Abstract
Kubernetes supports multi-version CRDs, but the ecosystem largely avoids them.
The reason is not conceptual complexity — it is implementation cost. Conversion requires writing code, operating a webhook service, and maintaining infrastructure that is disproportionate to the problem being solved.
This paper argues that CRD version conversion is not an imperative problem. It is a structural mapping problem. When treated as such, conversion can be expressed declaratively and executed by the operator runtime itself.
We present a model where each CRD version is a first-class operator and conversion rules are defined as YAML mappings evaluated at runtime. The conversion webhook is embedded in the runtime, eliminating separate deployment and infrastructure concerns.
Production results show zero-failure conversion at sub-millisecond latency with no conversion code written. The implication is broader: once operators are treated as declarative systems, version conversion becomes a natural extension of reconciliation — not a separate concern.
1. The Hidden Cost of Versioning
Kubernetes makes API evolution possible.
It does not make it practical.
The conversion webhook model introduces:
- a second system to build and operate
- tight coupling between API design and infrastructure
- a maintenance burden that grows with every version
The result is predictable: teams avoid versioning.
APIs remain in v1alpha1 not because they are unstable,
but because stabilizing them is too expensive.
2. Reframing Conversion
Conversion is typically framed as:
“Given an object, compute another representation.”

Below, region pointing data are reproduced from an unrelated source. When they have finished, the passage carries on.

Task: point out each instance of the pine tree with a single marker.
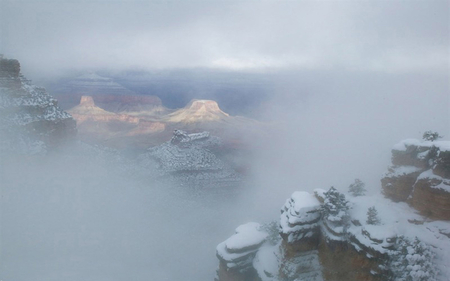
(335, 207)
(357, 188)
(372, 216)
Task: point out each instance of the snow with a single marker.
(396, 171)
(239, 249)
(443, 185)
(304, 201)
(247, 235)
(300, 213)
(267, 262)
(404, 144)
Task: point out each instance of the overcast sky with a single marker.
(386, 36)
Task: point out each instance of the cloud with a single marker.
(394, 36)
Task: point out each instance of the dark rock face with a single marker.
(420, 175)
(399, 187)
(431, 197)
(192, 158)
(29, 115)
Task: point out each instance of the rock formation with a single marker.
(98, 125)
(327, 237)
(195, 158)
(198, 111)
(420, 175)
(236, 254)
(30, 117)
(142, 122)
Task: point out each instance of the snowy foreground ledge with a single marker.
(240, 249)
(313, 244)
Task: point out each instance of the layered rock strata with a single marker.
(420, 175)
(314, 248)
(194, 158)
(29, 115)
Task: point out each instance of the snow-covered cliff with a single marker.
(30, 119)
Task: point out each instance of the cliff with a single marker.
(30, 118)
(195, 159)
(333, 236)
(420, 175)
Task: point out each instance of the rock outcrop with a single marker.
(194, 158)
(98, 125)
(30, 117)
(420, 175)
(237, 253)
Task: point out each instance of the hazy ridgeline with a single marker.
(74, 215)
(340, 83)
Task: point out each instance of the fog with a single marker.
(348, 80)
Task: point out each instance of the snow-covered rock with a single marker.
(420, 176)
(30, 119)
(236, 254)
(300, 217)
(192, 158)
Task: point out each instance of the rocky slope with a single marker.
(142, 125)
(330, 235)
(420, 176)
(194, 158)
(96, 125)
(30, 118)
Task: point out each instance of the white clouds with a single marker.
(395, 36)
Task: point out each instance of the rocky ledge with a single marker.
(420, 176)
(30, 118)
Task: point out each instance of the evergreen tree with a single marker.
(335, 207)
(372, 216)
(431, 136)
(357, 188)
(413, 261)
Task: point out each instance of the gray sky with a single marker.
(386, 36)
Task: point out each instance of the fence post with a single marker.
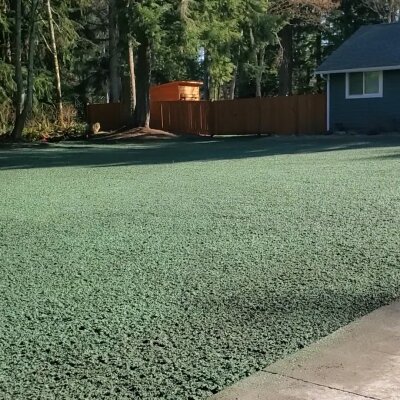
(212, 124)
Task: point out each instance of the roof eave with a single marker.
(359, 69)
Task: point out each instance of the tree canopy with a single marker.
(57, 56)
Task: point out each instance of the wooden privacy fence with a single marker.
(111, 116)
(304, 114)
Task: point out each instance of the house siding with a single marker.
(369, 114)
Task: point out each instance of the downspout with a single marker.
(328, 100)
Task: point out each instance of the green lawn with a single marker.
(170, 270)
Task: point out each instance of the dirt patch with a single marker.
(134, 134)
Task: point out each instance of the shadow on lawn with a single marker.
(179, 150)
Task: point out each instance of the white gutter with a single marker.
(328, 100)
(343, 71)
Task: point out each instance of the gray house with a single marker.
(363, 81)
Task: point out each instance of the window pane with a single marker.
(372, 82)
(356, 83)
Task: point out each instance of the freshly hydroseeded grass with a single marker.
(170, 270)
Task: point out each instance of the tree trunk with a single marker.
(18, 100)
(318, 59)
(260, 71)
(57, 74)
(206, 76)
(113, 53)
(132, 73)
(232, 86)
(143, 75)
(286, 67)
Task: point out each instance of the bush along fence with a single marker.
(303, 114)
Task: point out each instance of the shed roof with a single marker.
(372, 46)
(182, 83)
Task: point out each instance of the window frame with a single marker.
(364, 95)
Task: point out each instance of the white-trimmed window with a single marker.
(364, 84)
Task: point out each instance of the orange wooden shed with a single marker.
(176, 91)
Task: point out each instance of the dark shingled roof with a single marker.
(372, 46)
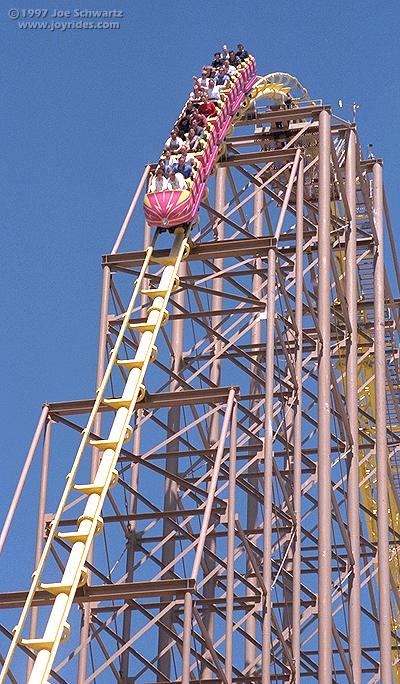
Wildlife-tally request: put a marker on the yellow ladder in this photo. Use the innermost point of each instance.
(90, 522)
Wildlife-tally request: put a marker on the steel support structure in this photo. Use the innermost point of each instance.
(253, 534)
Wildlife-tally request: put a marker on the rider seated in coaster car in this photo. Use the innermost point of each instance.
(159, 182)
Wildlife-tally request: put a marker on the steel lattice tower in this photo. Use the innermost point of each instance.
(253, 533)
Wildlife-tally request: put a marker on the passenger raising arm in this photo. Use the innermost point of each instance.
(173, 143)
(176, 181)
(159, 183)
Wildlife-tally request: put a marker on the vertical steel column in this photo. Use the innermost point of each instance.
(40, 526)
(252, 505)
(324, 409)
(268, 456)
(297, 450)
(353, 494)
(230, 575)
(171, 489)
(215, 378)
(381, 438)
(101, 364)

This framing implies code.
But most conversions are not computations. They are mappings:
- field → field
- field → nested field
- missing field → default
- removed field → drop
This is structure, not behavior.
3. The Orkestra Model
Orkestra treats each CRD version as an independent operator:
- separate informer
- separate reconcile loop
- shared runtime
This changes the placement of conversion logic.
Conversion is no longer:
- external (webhook)
- imperative (functions)
It becomes:
- internal (runtime)
- declarative (mapping rules)
4. Conversion as Templates
Conversion rules reuse the same mechanism as reconciliation: template evaluation over object state.

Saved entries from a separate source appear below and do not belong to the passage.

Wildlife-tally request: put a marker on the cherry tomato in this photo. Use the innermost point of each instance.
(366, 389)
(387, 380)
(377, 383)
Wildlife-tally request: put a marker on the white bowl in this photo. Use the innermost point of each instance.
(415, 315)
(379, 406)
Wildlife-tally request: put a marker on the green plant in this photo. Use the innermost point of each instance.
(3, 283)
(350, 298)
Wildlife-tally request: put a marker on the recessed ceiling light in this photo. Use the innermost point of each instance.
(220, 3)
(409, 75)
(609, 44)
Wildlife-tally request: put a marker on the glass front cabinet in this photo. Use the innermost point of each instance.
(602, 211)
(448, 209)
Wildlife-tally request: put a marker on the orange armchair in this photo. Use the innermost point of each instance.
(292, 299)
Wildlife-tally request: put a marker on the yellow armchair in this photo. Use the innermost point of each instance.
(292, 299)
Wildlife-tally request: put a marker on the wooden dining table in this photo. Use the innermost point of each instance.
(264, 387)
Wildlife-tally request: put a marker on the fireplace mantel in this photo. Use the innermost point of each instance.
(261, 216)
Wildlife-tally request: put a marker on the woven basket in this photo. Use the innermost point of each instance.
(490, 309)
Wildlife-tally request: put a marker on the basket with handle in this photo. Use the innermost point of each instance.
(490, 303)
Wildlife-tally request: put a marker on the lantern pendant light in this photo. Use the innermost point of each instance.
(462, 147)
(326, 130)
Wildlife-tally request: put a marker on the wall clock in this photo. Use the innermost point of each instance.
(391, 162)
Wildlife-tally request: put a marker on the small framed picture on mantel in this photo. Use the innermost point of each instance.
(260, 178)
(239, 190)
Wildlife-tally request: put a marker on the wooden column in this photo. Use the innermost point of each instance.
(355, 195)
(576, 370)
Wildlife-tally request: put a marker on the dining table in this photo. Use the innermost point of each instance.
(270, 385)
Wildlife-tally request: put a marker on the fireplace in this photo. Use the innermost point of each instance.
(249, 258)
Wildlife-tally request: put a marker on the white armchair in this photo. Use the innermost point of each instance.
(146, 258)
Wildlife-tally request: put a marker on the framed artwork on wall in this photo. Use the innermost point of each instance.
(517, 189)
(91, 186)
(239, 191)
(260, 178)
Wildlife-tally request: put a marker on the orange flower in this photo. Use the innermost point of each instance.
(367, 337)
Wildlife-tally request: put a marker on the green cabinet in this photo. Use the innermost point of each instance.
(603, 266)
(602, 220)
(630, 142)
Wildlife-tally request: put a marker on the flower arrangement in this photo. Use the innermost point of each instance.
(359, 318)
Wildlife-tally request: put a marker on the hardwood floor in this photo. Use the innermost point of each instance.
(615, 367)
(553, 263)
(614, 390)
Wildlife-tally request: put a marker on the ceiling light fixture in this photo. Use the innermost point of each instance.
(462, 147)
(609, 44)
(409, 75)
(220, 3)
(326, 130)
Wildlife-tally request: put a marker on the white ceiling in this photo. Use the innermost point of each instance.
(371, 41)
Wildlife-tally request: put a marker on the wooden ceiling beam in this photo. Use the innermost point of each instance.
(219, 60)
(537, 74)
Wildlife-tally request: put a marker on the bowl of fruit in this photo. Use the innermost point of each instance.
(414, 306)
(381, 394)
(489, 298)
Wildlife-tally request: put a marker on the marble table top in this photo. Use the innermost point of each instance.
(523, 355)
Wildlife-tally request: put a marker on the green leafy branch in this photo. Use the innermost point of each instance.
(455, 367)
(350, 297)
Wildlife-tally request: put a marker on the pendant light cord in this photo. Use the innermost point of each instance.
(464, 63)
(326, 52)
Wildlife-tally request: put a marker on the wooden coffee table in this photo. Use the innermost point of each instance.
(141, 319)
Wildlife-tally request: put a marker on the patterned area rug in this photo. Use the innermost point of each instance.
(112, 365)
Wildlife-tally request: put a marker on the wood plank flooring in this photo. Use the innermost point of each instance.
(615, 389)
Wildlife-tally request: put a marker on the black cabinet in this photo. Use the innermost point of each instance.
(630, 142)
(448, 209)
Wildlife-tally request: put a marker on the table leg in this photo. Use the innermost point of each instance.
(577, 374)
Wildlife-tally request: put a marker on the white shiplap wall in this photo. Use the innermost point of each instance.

This unifies two previously separate concerns:
- “what resources do I create?”
- “how does this version relate to another?”
Both become:
transformations over structured data
5. Elimination of Infrastructure
The most immediate impact is operational:
- no webhook deployment
- no additional binaries
- no separate scaling concerns
- shared TLS and networking
Conversion ceases to be a system.
It becomes a feature.
6. Production Evidence
In a live deployment:
- 62 conversions processed
- 0 failures
- sub-millisecond latency
- no conversion code written
The YAML defining conversion rules is under 25 lines.
The equivalent traditional implementation would require:
- conversion functions
- webhook server
- TLS configuration
- CRD wiring
Hundreds of lines of code and infrastructure.
7. Implications
Versioning becomes cheap
Teams can introduce versions without committing to infrastructure work.
APIs evolve continuously
Breaking changes no longer require coordination events.

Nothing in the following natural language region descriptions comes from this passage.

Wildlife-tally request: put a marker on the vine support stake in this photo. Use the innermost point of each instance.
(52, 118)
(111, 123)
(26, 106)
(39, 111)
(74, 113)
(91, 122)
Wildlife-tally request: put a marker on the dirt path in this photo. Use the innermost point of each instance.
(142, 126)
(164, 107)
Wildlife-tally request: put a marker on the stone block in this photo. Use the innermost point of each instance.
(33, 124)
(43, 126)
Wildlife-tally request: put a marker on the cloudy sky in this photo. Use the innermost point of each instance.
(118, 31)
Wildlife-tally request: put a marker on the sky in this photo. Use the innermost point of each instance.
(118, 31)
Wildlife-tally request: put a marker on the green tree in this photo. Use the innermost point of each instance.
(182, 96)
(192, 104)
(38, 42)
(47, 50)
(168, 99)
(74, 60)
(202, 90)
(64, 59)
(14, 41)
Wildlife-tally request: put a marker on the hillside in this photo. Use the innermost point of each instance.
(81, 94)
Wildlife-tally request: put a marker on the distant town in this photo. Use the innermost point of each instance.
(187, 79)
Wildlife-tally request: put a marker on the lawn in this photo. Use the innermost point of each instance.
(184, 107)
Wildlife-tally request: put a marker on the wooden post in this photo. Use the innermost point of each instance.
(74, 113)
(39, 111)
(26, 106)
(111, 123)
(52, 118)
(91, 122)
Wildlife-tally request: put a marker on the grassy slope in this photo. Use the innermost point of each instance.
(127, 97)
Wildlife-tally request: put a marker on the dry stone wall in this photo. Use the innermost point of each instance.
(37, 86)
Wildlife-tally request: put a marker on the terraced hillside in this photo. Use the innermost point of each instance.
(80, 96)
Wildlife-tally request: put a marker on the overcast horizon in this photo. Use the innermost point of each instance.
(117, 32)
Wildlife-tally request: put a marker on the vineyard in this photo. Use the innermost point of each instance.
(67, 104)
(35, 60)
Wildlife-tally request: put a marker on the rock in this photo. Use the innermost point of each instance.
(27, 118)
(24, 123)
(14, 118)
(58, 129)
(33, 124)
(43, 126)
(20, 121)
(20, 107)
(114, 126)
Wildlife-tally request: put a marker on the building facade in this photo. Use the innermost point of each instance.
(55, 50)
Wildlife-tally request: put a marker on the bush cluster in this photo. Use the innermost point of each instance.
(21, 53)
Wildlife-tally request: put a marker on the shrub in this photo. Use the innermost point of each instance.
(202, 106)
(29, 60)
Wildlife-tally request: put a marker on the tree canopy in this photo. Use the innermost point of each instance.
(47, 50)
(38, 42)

Operators become self-contained
Reconciliation and conversion live in the same system.
8. Limits
Not all conversions are declarative.
Cases requiring:
- external data
- complex logic
- conditional branching
still require code.
But these are exceptions.
9. Conclusion
CRD versioning has been limited not by capability, but by cost.
Declarative conversion removes that cost by aligning the implementation with the nature of the problem: structural transformation.
Once conversion is treated as data:
- it composes with reconciliation
- it shares the same runtime
- it requires no additional system
Versioning shifts from an infrastructure burden to a natural part of API design.